En trois saisons à la barre du Drakkar, Martin Bernard a compilé un dossier de 105 victoires et 99 défaites, dont 19 en supplémentaire ou en fusillade.

Le Drakkar congédie Martin Bernard

BAIE-COMEAU — Comme le veut l’implacable loi du sport, Martin Bernard a écopé pour la fin de campagne en queue de poisson du Drakkar de Baie-Comeau. Celui qui a été entraîneur-chef de la formation nord-côtière durant trois ans a été avisé mardi matin que son contrat ne serait pas renouvelé.

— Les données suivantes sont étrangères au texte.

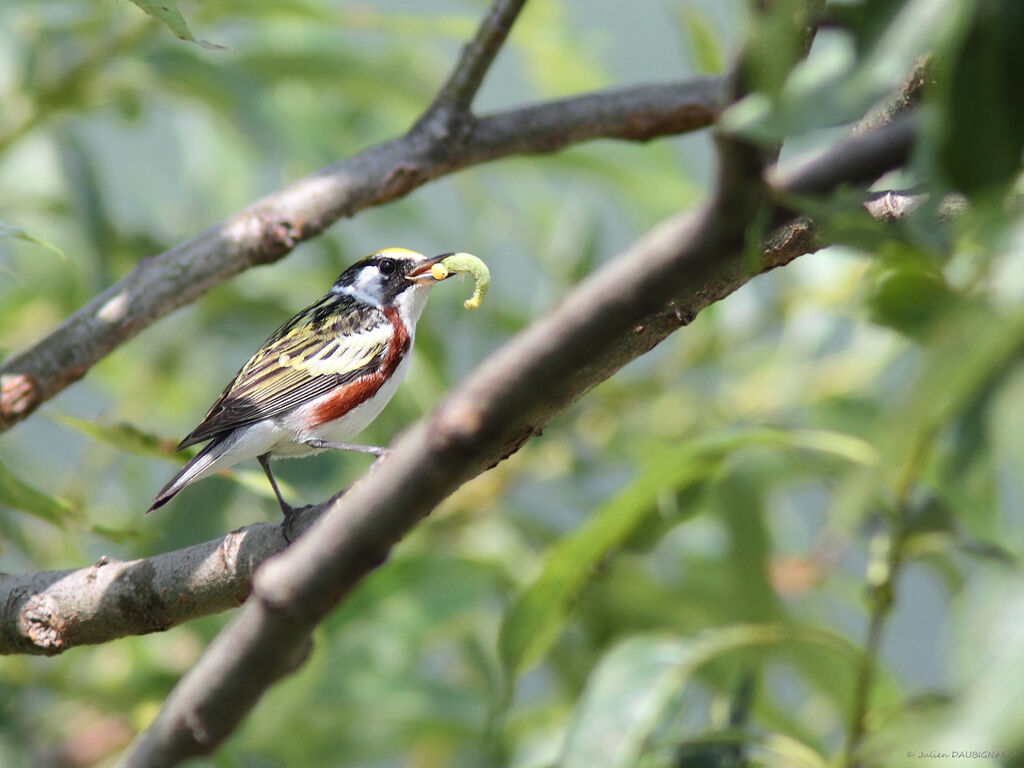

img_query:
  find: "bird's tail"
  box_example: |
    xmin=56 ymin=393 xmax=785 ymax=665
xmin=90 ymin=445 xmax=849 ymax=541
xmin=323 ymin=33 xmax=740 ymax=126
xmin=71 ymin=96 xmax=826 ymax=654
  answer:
xmin=145 ymin=440 xmax=224 ymax=514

Bernard était revenu à Baie-Comeau pour entendre cette mauvaise nouvelle de la bouche du directeur général Steve Ahern qui, pour sa part, a été confirmé dans son poste la semaine dernière. De l’avis de ce dernier, le pilote des trois dernières saisons n’est pas tombé des nues, principalement en raison de l’élimination du Drakkar en première ronde des séries.

«Le bulletin d’un coach, ce sont les séries. On avait bâti un plan sur trois ans, l’évaluation qui avait été faite était de se retrouver dans le carré d’as cette année et ça n’a malheureusement pas été le cas», a soutenu Ahern. «Il [Bernard] s’attendait à ça. C’est dommage, mais le hockey est fait comme ça. Il ne faut pas oublier non plus que les coachs ont aussi des vies de famille. Ce n’est pas facile pour elles non plus», a-t-il ajouté.

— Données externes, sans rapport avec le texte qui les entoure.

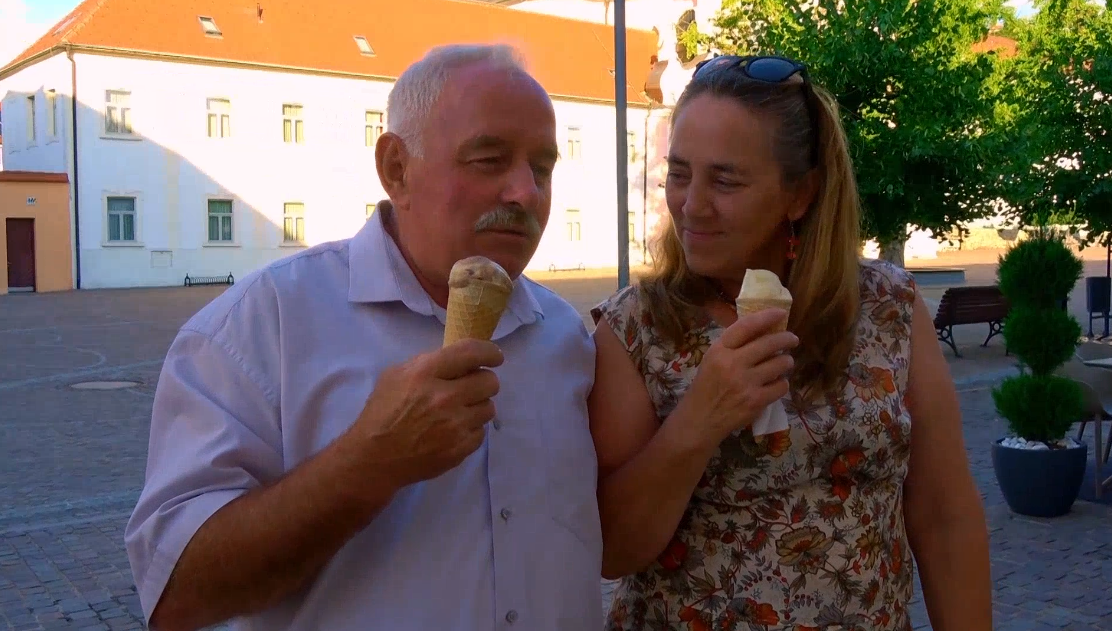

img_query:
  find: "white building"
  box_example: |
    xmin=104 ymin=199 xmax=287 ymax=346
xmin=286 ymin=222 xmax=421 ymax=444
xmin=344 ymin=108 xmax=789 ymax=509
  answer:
xmin=0 ymin=0 xmax=667 ymax=288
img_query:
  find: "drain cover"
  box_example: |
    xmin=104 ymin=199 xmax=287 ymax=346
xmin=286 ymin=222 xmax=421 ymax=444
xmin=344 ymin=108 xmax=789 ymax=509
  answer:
xmin=70 ymin=382 xmax=139 ymax=390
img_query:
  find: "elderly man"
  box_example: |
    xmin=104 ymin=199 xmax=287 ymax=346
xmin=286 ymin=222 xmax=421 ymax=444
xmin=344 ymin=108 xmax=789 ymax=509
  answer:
xmin=125 ymin=46 xmax=602 ymax=631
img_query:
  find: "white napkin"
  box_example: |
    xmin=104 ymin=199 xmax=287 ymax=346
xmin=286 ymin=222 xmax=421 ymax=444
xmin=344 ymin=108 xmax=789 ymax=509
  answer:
xmin=752 ymin=401 xmax=787 ymax=436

«On n’est jamais maître de notre destinée», a été le premier commentaire de Martin Bernard, philosophe devant la fatalité. «Dans ce métier, on est tributaires des performances, spécialement en séries. Toutefois, quand je regarde l’ensemble du portrait, c’était d’être compétitif lors de la troisième saison et on a connu une des meilleures saisons de l’histoire de cette organisation.»

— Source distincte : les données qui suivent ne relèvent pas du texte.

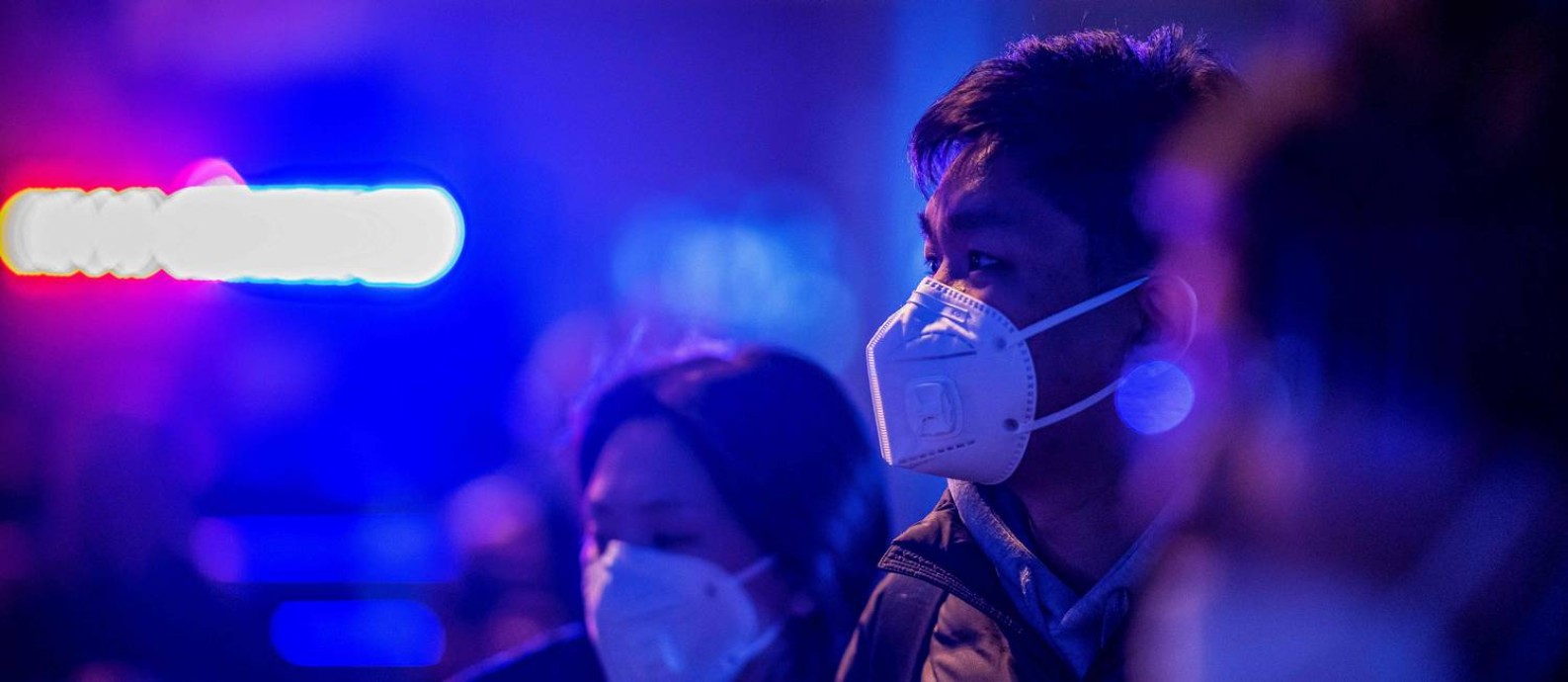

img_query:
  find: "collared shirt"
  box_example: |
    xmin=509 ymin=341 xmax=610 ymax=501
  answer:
xmin=948 ymin=479 xmax=1170 ymax=677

Là-dessus, difficile de contredire celui qui vivait un troisième congédiement à titre d’entraîneur-chef. Le Drakkar a récolté 102 points pour se classer au quatrième échelon du classement général du circuit Courteau. L’élimination en sept rencontres aux mains des Wildcats de Moncton, après notamment trois revers à domicile, lui aura toutefois été fatale.

Remerciements

Martin Bernard, qui a remercié dans un long message sur Twitter l’organisation du Drakkar, les partisans et bien sûr les joueurs qui ont évolué sous ses ordres, pensera maintenant aux siens avant de savoir où il va rebondir. «Pour l’instant, l’important est de s’assurer que mes proches soient bien. Il ne faut pas que ce soit une distraction pour les enfants à l’école. Pour la suite, on verra», a lancé le père d’une fille âgée de 15 ans et d’un garçon de 12 ans.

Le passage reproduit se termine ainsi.